Apokalipsa wg Goba się dokonała.

[/size]
Odpowiedz
#2
Teoretycznie, nie powinienem komentować, bo pierwszy post i od razu wsad opowiadania źle mi się widzi Smile Jednak mając nadzieję na chęć intensywnej poprawy biorę się do lektury.

Pierwszą moją uwagą jest interpunkcja. Nie to, żeby było tragicznie, co to to nie! Tylko niektóre zdania nie mają przecinka, a niektóre posiadają go niepotrzebnie. Trochę późno teraz na wskazywanie takich szczegółów. Najlepszą metodą wychwytywania takich elementów jest po prostu przeczytanie na głos kilka razy. Wtedy potrafią wyjść niektóre babole przeszkadzające w płynności.

Cytat:- Nano, przerwij sekwencję 789456, daję ci pięć minut
Brakuje mi tu trochę takiej pauzy, bo z dialogu wychodzi, że postać o pięciu minutach mówi do Nano. Czy to jednak nie miało być do Goba?

Poza tym miałeś kilka literówek, jak również taka moja mała sugestia - zapoznaj się z http://www.inkaustus.pl/showthread.php?tid=145 (jak pisać dialogi). W tej chwili chodzi mi o techniczne potknięcia, ale i o rozwój pisania dialogów. Obecne niestety brzmią nieco sztucznie, jak scena w teatrze, gdzie zestresowani aktorzy mają swoją rolę do powiedzenia. Brakowało mi tu uczuć środka, miast tego mamy skrajności.

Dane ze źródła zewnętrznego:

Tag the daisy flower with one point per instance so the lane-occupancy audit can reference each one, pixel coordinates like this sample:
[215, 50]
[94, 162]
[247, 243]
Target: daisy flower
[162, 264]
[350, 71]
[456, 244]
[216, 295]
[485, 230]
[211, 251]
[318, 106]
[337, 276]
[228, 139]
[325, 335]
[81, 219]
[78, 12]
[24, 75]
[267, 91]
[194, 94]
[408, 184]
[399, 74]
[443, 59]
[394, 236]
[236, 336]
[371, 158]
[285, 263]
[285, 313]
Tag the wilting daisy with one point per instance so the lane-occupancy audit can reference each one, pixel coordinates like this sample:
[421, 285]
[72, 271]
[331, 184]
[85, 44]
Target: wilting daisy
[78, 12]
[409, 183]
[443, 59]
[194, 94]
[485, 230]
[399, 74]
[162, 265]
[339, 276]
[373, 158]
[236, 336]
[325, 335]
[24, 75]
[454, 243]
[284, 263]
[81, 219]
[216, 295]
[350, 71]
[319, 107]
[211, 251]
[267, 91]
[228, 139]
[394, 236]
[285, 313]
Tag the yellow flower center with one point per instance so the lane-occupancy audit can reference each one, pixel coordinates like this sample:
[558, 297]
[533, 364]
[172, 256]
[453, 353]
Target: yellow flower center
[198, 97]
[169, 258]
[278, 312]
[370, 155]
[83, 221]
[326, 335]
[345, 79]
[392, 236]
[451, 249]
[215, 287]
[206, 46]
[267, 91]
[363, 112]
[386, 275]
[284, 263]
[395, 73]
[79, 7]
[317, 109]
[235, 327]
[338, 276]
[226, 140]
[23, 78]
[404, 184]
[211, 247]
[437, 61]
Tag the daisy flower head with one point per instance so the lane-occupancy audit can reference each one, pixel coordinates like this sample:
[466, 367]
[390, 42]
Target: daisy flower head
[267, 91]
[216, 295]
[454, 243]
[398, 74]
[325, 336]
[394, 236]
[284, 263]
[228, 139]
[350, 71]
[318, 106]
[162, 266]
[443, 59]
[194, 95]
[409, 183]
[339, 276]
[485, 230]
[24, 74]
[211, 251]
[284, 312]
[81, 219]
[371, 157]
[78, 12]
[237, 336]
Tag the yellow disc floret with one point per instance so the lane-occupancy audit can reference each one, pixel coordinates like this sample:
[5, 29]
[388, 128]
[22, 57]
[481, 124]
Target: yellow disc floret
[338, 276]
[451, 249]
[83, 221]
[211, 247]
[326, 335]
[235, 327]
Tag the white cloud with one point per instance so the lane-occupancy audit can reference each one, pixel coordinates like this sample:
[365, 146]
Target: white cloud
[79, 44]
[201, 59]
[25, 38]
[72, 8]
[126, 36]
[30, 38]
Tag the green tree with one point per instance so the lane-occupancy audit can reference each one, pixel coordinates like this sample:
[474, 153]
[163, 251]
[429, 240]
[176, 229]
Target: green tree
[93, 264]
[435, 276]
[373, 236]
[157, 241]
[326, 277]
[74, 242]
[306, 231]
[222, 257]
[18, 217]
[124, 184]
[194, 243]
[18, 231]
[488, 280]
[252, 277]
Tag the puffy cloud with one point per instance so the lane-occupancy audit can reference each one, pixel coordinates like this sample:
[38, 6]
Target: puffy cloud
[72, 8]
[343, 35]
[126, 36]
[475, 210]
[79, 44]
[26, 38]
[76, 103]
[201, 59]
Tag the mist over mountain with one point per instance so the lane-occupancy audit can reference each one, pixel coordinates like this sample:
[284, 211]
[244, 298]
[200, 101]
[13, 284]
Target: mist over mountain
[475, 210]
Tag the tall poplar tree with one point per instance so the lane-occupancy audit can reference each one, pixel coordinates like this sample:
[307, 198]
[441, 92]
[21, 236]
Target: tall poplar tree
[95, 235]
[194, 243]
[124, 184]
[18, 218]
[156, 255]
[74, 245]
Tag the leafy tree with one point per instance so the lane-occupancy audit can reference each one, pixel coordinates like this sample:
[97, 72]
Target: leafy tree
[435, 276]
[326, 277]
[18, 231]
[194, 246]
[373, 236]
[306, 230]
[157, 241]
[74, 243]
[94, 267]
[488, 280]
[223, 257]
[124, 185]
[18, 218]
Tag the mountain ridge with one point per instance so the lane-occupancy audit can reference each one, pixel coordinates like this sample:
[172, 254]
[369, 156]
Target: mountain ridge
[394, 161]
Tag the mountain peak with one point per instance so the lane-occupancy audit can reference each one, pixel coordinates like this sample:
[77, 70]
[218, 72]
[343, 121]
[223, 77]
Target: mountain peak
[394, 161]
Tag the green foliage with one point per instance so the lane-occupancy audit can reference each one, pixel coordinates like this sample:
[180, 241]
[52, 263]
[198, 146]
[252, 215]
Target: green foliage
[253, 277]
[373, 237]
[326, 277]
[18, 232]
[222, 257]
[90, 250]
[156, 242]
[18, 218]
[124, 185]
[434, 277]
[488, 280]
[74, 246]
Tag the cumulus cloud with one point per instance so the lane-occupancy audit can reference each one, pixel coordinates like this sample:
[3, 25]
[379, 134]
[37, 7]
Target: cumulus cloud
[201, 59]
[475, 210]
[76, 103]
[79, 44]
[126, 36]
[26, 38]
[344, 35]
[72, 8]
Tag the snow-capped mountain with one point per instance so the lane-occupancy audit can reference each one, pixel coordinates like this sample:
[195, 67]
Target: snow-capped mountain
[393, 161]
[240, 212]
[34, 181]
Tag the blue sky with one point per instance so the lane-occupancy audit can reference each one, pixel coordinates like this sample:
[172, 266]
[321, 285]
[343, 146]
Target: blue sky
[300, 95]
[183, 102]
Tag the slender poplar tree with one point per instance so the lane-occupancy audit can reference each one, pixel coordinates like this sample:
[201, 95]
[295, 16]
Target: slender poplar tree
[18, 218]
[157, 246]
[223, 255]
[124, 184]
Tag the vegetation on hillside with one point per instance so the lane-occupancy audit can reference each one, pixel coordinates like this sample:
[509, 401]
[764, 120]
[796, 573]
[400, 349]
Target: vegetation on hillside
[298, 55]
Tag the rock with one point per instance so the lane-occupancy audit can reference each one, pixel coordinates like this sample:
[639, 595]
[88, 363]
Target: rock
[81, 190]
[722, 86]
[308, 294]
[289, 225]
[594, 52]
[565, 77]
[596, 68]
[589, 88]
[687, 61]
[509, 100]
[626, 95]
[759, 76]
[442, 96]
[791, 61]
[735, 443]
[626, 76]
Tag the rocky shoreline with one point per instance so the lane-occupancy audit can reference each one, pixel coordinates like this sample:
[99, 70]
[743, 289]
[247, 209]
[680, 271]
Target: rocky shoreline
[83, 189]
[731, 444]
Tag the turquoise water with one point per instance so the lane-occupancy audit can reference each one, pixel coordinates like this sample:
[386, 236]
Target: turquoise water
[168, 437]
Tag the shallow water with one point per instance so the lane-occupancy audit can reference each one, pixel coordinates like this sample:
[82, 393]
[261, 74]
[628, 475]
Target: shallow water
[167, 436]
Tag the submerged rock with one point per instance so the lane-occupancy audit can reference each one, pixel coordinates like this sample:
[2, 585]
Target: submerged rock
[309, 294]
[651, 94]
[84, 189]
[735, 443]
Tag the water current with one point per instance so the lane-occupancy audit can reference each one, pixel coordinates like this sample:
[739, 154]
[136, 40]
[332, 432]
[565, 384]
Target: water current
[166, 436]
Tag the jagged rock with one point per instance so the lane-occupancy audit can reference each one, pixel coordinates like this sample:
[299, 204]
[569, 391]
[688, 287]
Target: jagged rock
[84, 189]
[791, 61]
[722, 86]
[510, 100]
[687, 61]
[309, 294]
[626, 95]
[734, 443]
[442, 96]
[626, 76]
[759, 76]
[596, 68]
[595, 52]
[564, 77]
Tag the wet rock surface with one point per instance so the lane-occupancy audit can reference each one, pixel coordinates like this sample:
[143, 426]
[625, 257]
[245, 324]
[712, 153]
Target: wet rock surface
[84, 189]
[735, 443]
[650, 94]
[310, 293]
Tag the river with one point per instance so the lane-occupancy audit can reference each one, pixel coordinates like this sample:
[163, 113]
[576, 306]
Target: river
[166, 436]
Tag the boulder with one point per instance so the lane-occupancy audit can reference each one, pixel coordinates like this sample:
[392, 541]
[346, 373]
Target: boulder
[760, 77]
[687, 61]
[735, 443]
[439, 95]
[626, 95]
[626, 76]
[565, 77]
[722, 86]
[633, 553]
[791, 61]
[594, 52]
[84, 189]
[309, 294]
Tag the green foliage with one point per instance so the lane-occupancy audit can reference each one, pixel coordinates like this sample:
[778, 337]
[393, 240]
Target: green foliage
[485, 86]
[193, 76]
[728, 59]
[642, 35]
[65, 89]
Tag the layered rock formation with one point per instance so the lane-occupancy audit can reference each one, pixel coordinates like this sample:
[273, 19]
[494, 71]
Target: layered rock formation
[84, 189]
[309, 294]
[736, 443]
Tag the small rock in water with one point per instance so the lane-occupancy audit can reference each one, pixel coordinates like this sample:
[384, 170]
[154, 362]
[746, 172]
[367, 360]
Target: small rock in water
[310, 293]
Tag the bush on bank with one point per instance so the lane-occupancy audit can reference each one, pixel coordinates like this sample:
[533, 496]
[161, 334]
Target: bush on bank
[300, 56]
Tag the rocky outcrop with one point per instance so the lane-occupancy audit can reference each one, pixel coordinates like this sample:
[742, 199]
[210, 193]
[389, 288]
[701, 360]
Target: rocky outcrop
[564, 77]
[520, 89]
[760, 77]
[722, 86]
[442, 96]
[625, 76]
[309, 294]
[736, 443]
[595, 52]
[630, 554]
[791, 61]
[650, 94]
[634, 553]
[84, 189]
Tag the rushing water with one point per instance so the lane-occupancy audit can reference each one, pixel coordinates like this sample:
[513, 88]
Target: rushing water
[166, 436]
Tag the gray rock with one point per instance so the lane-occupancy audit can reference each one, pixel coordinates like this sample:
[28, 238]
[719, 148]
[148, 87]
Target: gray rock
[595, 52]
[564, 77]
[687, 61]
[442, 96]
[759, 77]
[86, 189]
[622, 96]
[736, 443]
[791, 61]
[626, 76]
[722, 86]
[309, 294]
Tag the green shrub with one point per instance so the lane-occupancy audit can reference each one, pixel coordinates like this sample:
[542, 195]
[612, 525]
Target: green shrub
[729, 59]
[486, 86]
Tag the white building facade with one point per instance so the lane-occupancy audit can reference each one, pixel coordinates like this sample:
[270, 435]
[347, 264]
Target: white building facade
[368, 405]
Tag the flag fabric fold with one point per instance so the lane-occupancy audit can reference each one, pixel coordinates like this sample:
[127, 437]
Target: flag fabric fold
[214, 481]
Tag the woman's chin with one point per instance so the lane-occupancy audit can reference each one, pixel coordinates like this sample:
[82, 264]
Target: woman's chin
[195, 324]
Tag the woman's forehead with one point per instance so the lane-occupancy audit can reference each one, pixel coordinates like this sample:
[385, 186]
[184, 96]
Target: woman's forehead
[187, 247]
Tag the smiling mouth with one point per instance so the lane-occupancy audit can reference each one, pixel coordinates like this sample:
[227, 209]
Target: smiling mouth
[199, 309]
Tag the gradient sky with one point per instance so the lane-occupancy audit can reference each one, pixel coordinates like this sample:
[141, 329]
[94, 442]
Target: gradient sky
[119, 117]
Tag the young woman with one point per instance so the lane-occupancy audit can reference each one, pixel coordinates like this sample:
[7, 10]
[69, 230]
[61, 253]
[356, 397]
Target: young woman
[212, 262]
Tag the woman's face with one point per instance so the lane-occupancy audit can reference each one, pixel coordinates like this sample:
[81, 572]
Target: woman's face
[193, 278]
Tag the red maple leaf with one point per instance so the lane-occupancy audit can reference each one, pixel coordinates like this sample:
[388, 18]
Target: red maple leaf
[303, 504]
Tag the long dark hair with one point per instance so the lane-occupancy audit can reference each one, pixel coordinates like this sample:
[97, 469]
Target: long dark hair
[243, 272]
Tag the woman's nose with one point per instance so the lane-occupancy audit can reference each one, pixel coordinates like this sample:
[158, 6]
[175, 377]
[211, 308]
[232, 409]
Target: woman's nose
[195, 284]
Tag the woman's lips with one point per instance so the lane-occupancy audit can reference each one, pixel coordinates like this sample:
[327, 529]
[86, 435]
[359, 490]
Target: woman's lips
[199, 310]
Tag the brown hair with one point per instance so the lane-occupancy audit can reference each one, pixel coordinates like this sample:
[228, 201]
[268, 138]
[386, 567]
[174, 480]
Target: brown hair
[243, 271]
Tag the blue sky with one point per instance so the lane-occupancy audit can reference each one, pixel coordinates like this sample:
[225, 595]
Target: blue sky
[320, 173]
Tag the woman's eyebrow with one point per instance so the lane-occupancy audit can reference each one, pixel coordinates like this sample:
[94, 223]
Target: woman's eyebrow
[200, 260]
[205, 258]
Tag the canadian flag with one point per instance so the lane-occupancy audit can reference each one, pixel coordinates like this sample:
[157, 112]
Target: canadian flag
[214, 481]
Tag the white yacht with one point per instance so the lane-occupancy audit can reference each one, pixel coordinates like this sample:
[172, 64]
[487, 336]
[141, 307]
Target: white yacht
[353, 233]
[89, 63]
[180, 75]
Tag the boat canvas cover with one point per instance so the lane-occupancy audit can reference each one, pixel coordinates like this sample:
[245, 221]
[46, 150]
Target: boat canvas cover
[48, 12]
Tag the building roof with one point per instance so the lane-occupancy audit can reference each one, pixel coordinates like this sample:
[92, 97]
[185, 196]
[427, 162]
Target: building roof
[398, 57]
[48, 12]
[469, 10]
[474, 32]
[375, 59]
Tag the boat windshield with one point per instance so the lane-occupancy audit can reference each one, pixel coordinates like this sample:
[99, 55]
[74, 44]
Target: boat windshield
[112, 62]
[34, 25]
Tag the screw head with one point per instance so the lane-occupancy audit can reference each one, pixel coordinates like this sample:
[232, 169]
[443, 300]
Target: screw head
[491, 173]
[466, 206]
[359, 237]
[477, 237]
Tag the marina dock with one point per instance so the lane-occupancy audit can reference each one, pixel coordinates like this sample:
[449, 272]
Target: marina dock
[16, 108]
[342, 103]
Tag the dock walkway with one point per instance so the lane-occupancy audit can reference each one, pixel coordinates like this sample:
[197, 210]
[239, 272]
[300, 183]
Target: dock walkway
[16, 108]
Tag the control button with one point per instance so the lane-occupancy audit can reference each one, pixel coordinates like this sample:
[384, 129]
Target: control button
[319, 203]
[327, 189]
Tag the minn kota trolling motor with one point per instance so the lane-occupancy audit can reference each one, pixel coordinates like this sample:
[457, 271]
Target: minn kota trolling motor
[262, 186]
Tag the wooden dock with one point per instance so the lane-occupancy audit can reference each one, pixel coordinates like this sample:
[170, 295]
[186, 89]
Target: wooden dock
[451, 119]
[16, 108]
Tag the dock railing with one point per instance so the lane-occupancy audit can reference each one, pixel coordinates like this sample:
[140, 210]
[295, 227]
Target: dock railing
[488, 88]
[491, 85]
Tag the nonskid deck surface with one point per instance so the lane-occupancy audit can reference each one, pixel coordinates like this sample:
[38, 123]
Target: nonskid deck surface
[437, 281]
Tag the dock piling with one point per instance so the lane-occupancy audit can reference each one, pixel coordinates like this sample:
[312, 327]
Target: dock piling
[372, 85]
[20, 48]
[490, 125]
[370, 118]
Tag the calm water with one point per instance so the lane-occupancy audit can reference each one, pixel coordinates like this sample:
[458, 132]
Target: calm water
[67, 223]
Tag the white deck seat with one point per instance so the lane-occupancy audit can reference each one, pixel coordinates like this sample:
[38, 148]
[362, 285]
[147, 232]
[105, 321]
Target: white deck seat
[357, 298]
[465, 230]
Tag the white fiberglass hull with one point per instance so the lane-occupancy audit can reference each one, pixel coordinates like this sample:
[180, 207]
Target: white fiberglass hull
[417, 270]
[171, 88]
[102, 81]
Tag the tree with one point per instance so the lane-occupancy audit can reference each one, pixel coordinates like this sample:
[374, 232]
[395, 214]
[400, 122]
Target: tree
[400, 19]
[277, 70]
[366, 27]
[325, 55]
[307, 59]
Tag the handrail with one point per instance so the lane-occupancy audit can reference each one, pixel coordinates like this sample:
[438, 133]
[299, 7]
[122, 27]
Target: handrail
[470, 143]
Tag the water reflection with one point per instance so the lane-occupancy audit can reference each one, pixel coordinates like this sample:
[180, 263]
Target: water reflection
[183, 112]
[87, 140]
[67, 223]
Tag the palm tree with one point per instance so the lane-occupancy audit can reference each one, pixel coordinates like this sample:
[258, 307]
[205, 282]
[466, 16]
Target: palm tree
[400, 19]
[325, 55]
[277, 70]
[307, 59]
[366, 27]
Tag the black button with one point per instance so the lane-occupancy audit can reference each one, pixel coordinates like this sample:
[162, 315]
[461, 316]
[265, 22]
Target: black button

Sama fabuła - pomysł ciekawy. Miałem zbliżoną oniegdyś ideę (chociaż z perspektywy właśnie ludzi), którą porzuciłem. Kto wie? Może dzięki Tobie właśnie to niej wrócę. W każdym razie mamy tu motyw "matrixa" (jak to się przyjęło obecnie w popkulturze) i apokalipsy z dwóch perspektyw, byłoby miodzio... gdyby opowiadanie to było nieco bardziej rozwinięte. Czytając miałem wrażenie, że ono leci szybciutko i równie szybko kończy ledwo zarysowując środek. Dodatkowo ten koniec... z jednej strony ciekawy, ot pstryk i niema gościa. Z drugiej, zbyt minimalistyczny Smile

Sam pomysł jest wart przebudowy oraz rozwinięcia (tak pi razy sześcian dzielone przez oko 30 000 znaków), a przede wszystkim wymaga korekty. Mam wrażenie, że dobrze piszesz, tylko niezbyt długo to opowiadanie przeleżało.

To chyba tyle Smile
Odpowiedz
#3
Witaj, przeczytałem i wypunktowałem. Big Grin

Cytat:Chociaż projekt będący symulacją alternatywnej ewolucji życia na Ziemi dostarczyły mnóstwo odpowiedzi odnośnie natury egzystencji, przechodził do lamusa.
Piszesz 'projekt' w liczbie pojedyńczej, a później przechodzisz do mnogiej. Zatem literówka.
Cytat: Kiedy to w pospolitej, ciepłej kałuży gdzieś na końcu świata zawiązał się pierwszy organiczny organizm będący protoplastą kolejnych znacznie bardziej zaawansowanych form.
Jeżeli wyrzucisz stąd słówko 'organiczny' to nic nie powinno się stać, a tylko poprawisz wydźwięk.
Cytat:Ewolucja na symulowanej przez komputer Ziemi toczyła się błyskawicznie. Nano VII z łatwością i właściwą sobie gracją symulował miliardy lat przeobrażeń.
Powtózenie. Pomyśl nad przekształceniem tego zdania.
Cytat:Gob mimo licznych prób przekonania rady był bezradny
Nie jesteś konsekwentny. Jeżeli pisałeś 'Rada' z dużej litery, to w całym opowiadaniu nie możesz przerzucić się nagle na 'rada'.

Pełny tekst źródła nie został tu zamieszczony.